For starters, a surprisingly small number of regular polygons can even be used to tile a surface. If we want to avoid leaving any gaps in the space, the condition that needs to be fulfilled is that the internal angle of the polygon has to evenly divide 360. Evenly is the keyword here. The internal angle of regular polygons is $(n-2)*\frac{180}{n}$, where $n$ is the number of sides. Here below is the list of regular polygons of up to 100 sides with the corresponding internal angle:
(3, 60.0) (4, 90.0) (5, 108.0) (6, 120.0) (8, 135.0) (9, 140.0) (10, 144.0) (12, 150.0) (15, 156.0) (18, 160.0) (20, 162.0) (24, 165.0) (30, 168.0) (36, 170.0) (40, 171.0) (45, 172.0) (60, 174.0) (72, 175.0) (90, 176.0)
Of these, only the triangle (60), the square (90) and the hexagon (120) fit well into 360. All the others simply don’t. This first evaluation is enough to shift the initial question from “why the triangle” to “why not the square or the hexagon“? All three of them are in fact theoretically equally capable of tiling whatever “infinite surface”, and it’s not a case that beehives are hexagonal in structure.

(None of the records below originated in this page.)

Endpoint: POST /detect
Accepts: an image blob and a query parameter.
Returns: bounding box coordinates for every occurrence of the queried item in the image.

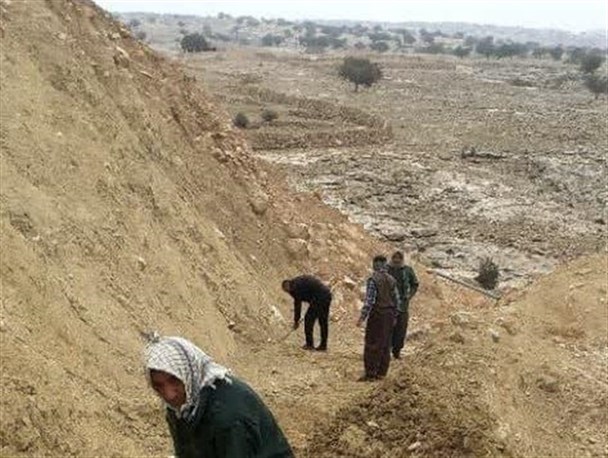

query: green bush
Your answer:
[583,73,608,99]
[369,41,390,52]
[232,112,249,129]
[475,258,498,289]
[452,46,472,59]
[581,53,604,74]
[180,33,213,52]
[338,57,382,92]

Now the practical constraints come in:
- we don’t deal with boundless surfaces – we always have boundaries, and the meshing needs to follow them as accurately as possible. How much can you bend a square to make it fit a curvy boundary? Not much. With a hexagon the problem is pretty much the same. Triangles, although still not perfect, have one pointy end that can be arranged to follow a curly outline better.
- in FEM, every vertex of every triangle is a degree of freedom of the linear system that is then solved. Put in twice as many triangles and you’ll get almost twice as many degrees of freedom (not exactly twice as many, but hey, you get the idea). What happens if we use hexagons? Now every tile will yield 6 degrees of freedom! The problem is that these 6 vertexes are not well distributed, since they are all concentrated on the perimeter of the small hexagon – no degree of freedom covers the interior of the hexagon, which will leave quite some non-computational space while still doubling the computational cost of the simulation.
All in all, the triangle is a much less constrained shape. Think of being given a random cloud of 2D points, with the instructions of linking them with a regular polygon of your choice. Obviously no shape will work on the cloud of points as it is, so you are allowed to move the points to fit your tiling. However, the metric that defines your success is how much, overall, you have had to move individual points to manage the tiling with the polygon of your choice. Triangles will inevitably require less adjustment, while hexagons more.
All this discussion gives for granted that we only allow regular polygons. If you want to allow irregular polygons, go on and see what happens, but good luck building a theory where, from the very first piece, “everything can happen”.